The OSC protocol
The Open Sound Control protocol is at the heart of OSCulator, and therefore the way the user interface is laid is greatly inspired from the way OSC messages are made.
Dave Phillips wrote a very nice introduction to the OSC protocol at the Linux Journal, worth reading. The Wikipedia page is a bit on the technical side, and does not really give useful information for the end user.
The great majority of OSC software and device use the Ethernet or WiFI network to transmit data. That means that OSC messages can be easily sent from one machine to another, or on the same machine across applications.
To make this work, one needs an OSC client, and an OSC server. An OSC client is a device that sends OSC data to an OSC server. An OSC server receives incoming data on a port that it owns. A port is merely represented by a number1). Most OSC compatible software is both a server and a client, that means it is able both to send data, and receive data. If you are familiar with the MIDI jargon, an OSC server is like a MIDI input, and an OSC client is like a MIDI output.
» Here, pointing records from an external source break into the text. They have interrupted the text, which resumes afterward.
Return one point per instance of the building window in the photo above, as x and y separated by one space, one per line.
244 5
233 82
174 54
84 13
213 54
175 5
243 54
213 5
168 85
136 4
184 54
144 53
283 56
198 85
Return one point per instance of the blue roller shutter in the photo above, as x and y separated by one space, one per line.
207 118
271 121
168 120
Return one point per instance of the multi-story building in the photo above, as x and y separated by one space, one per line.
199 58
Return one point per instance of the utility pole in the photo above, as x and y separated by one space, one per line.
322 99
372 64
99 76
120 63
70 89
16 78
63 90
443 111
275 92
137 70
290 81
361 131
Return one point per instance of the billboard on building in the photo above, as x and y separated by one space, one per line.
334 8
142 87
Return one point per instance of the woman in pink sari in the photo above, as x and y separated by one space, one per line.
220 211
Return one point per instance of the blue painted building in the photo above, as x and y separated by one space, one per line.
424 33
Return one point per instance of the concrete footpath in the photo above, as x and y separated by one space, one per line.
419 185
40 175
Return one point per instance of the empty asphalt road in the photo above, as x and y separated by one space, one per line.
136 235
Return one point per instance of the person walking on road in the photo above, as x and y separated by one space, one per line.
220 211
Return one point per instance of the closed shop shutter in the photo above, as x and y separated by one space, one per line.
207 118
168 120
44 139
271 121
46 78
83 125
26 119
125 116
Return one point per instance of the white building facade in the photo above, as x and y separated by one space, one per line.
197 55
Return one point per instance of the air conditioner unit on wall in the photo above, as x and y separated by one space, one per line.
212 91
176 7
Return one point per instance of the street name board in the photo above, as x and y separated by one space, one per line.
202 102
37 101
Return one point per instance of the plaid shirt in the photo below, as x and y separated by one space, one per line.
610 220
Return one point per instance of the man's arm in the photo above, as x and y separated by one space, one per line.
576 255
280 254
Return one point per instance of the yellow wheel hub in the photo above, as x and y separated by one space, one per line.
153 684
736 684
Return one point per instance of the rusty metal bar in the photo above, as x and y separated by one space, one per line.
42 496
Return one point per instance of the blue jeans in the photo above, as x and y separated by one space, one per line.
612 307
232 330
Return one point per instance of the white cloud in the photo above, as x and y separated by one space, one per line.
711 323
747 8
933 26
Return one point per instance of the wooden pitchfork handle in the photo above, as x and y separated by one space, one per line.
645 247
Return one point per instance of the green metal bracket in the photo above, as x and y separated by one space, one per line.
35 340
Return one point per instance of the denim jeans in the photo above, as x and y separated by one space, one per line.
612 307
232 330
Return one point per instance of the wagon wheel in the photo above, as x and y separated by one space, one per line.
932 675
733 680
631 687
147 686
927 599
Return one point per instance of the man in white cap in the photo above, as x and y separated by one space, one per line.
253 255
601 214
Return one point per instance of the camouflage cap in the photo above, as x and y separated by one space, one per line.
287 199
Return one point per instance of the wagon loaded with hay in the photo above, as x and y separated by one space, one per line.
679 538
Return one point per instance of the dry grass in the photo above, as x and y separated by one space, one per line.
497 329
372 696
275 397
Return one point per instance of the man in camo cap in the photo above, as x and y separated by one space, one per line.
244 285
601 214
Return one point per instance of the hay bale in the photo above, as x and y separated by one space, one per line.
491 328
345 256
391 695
An OSC message is made of two parts: the address, and the arguments. The address is the name of the OSC message (eg. “/1/fader1”), and the arguments is the list of values supplied with this message (eg. the coordinates of a touch screen would have two arguments, one for X and the other for Y).
For example, the JazzMutant's Lemur Multiball control output two OSC methods each having as much arguments as there are ball in the control, hence with 2 balls:
/Multi/x 0.20 0.87 /Multi/y 0.51 0.13
will be displayed in OSCulator as 2 OSC messages, each one having 2 events:
/Multi/x   /Multi/y  
Each of these events can be mapped to different events: MIDI control change, Keyboard stroke, Kyma Event (aka Kyma CC), etc.